- Written by: Dmitry Vasiliu Oleg Rudnev
- Directed by: Aloizs Brenčs
- Starring: Lilita Ozoliņa; Juozas Kiselius; Romualdas Ramanauskas;
- Music by: Raimonds Pauls
- Country of origin: Soviet Union
- Original languages: Latvian Russian

Production
- Producer: Lilita Liepiņa
- Cinematography: Jānis Mūrnieks
- Editor: Tamāra Musņitska
- Running time: 439 minutes
- Production company: Riga Film Studio

Original release
- Release: 2 June – 4 June 1980

= Long Road in the Dunes =

1980 film by Aloizs Brenčs

Long Road in the Dunes (Ilgais ceļš kāpās, Долгая дорога в дюнах) is a 1981 Soviet Latvian seven-part TV melodrama, directed by Aloizs Brenčs. The original series was shot in Latvian by the Riga Film Studio, and an additional version was released with Russian voiceovers.

==Plot==
The series depicts Latvia from 1939 through the 1970s, focusing on the enduring love story between Artur, a fisherman’s son, and the beautiful Marta. Their romance faces numerous hardships and misunderstandings amid the turbulence of war and post-war years. Artur returns to his village for his father’s funeral, takes up fishing, and rekindles a romance with Marta. Their relationship becomes strained due to a misunderstanding involving a wealthy factory owner’s son, Richard, leading Artur to mistakenly believe Marta is unfaithful. This rift paves the way for Marta’s arranged marriage to Richard, despite her carrying Artur’s child. The couple moves to Germany but is unable to return to Latvia due to political upheavals, with Marta giving birth to her son, Edgar, who Richard raises as his own.

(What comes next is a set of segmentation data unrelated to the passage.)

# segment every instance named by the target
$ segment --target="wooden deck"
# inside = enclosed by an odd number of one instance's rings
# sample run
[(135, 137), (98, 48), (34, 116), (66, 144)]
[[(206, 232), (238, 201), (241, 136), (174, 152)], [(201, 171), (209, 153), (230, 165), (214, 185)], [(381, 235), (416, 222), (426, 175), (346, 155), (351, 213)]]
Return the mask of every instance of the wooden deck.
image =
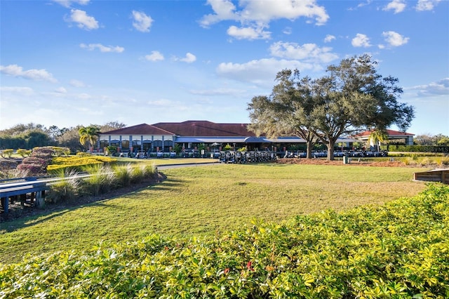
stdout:
[(413, 173), (413, 180), (449, 184), (449, 169), (434, 169), (422, 173)]

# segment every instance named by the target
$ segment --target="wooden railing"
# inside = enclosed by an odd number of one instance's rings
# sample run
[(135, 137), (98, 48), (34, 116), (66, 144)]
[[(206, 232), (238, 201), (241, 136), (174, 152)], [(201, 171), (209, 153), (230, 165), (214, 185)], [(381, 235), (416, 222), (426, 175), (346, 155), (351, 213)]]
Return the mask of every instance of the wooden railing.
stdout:
[(32, 201), (35, 201), (37, 207), (42, 207), (45, 202), (45, 192), (49, 186), (57, 182), (73, 179), (83, 178), (91, 175), (77, 175), (69, 178), (29, 177), (0, 180), (0, 203), (4, 213), (8, 214), (9, 204), (13, 199), (18, 197), (24, 201), (27, 194), (29, 194)]

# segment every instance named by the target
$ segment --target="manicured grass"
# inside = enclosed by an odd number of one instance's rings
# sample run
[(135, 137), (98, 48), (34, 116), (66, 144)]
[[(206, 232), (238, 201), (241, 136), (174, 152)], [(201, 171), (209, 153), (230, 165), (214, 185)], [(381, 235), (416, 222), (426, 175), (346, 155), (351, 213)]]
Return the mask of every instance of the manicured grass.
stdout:
[(203, 163), (218, 163), (217, 159), (209, 158), (152, 158), (152, 159), (135, 159), (135, 158), (123, 158), (115, 157), (119, 162), (135, 162), (135, 163), (147, 163), (154, 164), (154, 165), (173, 165), (173, 164), (195, 164)]
[(418, 171), (272, 164), (167, 169), (163, 182), (119, 198), (0, 224), (0, 263), (154, 233), (213, 235), (253, 218), (280, 222), (328, 208), (381, 204), (422, 191), (424, 183), (411, 181)]

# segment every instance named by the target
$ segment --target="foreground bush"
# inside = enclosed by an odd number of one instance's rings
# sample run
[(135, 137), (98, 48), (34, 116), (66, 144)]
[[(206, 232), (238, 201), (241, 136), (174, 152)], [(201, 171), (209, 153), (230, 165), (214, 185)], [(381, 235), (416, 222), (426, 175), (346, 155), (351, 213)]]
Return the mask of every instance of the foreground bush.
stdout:
[(449, 298), (449, 187), (209, 239), (151, 236), (0, 267), (0, 298)]

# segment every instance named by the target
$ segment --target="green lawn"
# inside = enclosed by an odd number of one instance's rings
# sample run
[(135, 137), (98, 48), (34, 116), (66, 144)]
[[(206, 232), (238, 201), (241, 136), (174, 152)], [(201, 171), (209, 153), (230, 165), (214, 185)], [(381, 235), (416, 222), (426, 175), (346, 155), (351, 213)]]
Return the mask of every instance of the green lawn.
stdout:
[(328, 208), (381, 204), (422, 190), (424, 183), (411, 180), (413, 173), (421, 171), (272, 164), (164, 170), (163, 182), (119, 198), (0, 223), (0, 263), (154, 233), (213, 235), (252, 218), (280, 222)]

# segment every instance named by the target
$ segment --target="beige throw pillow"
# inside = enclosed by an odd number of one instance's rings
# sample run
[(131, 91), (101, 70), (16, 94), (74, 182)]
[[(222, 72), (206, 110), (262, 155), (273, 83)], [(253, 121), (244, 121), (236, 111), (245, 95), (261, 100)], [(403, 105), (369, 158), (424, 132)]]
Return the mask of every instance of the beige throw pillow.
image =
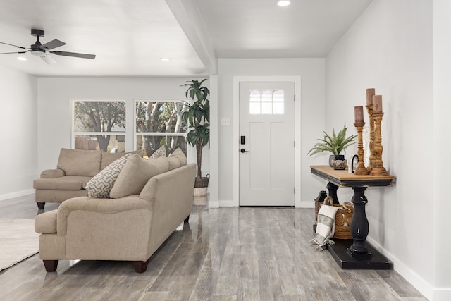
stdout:
[(149, 159), (154, 159), (161, 156), (166, 156), (166, 148), (164, 147), (164, 145), (161, 145), (160, 148), (154, 152)]
[(137, 154), (132, 155), (119, 173), (110, 192), (110, 197), (117, 199), (139, 195), (149, 178), (168, 171), (168, 168), (166, 157), (146, 160)]
[(175, 151), (173, 151), (172, 152), (172, 154), (171, 154), (168, 157), (170, 156), (175, 156), (177, 158), (178, 158), (180, 162), (180, 166), (183, 166), (184, 165), (186, 165), (187, 164), (187, 159), (186, 159), (186, 156), (185, 155), (185, 153), (183, 152), (183, 151), (182, 150), (182, 149), (180, 149), (180, 147), (178, 147), (175, 149)]
[(57, 167), (66, 176), (93, 177), (100, 171), (100, 151), (61, 149)]

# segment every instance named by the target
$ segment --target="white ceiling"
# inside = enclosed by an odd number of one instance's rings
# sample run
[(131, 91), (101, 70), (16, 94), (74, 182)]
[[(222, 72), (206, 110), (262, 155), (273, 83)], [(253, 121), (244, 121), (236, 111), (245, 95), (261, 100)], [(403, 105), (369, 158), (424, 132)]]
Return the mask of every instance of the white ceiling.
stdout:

As the war progresses, Artur becomes a partisan fighter and faces numerous challenges, including a severe injury. Marta, now back in Latvia, helps shelter a Soviet spy, further complicating her life under German occupation. Eventually, she is exiled to Siberia with her son Edgar due to her father’s past, struggling to survive until Artur, thought dead, intervenes on her behalf. Although years pass, fate brings them together once more, as Marta finally returns to her homeland with her son, where she and Artur are reunited, symbolizing the resilience of love amidst the trials of life.

==Cast==
- Lilita Ozoliņa as Marta Ozola (Russian voiceover by Valentina Talyzina)
- Juozas Kiselius as Artūrs Banga (Latvian voiceover by Rolands Zagorskis, Russian voiceover by Aleksei Pankin)
- Romualdas Ramanauskas as Rihards Lozbergs (Latvian voiceover by Ģirts Jakovļevs, Russian voiceover by Valery Ryzhakov)
- Eduards Pāvuls as Jēkabs Ozols, Marta's father (Russian voiceover by Vladimir Safronov)
- Ārijs Geikins as Innkeeper Āboltiņš
- Aare Laanemets as Laimonis Kalniņš
- Dzidra Ritenberga as Erna
- Harijs Liepiņš as Lawyer Osvalds Kreizis
- Evgeny Zharikov as Otto Grīnbergs / Alexander Efimov
- Merle Talvik as Ilga
- Ivan Ryzhov as Mityay Akimych
- Lyubov Sokolova as Anisya, Mityay's wife (Latvian voiceover by Velta Krūze)
- Pauls Butkēvičs as Heinrihs Strautnieks (Russian voiceover by Boris Bystrov)
- Velta Līne as Maiga
- Arnis Līcītis as Dr. Lorans (uncredited)

== Filming==
- Initially, the role of Marta was to be given to actress Vija Artmane.
- Episodes 6 and 7 were filmed in the village of Yalguba, Karelian ASSR as a substitute for the deportee village in Siberia.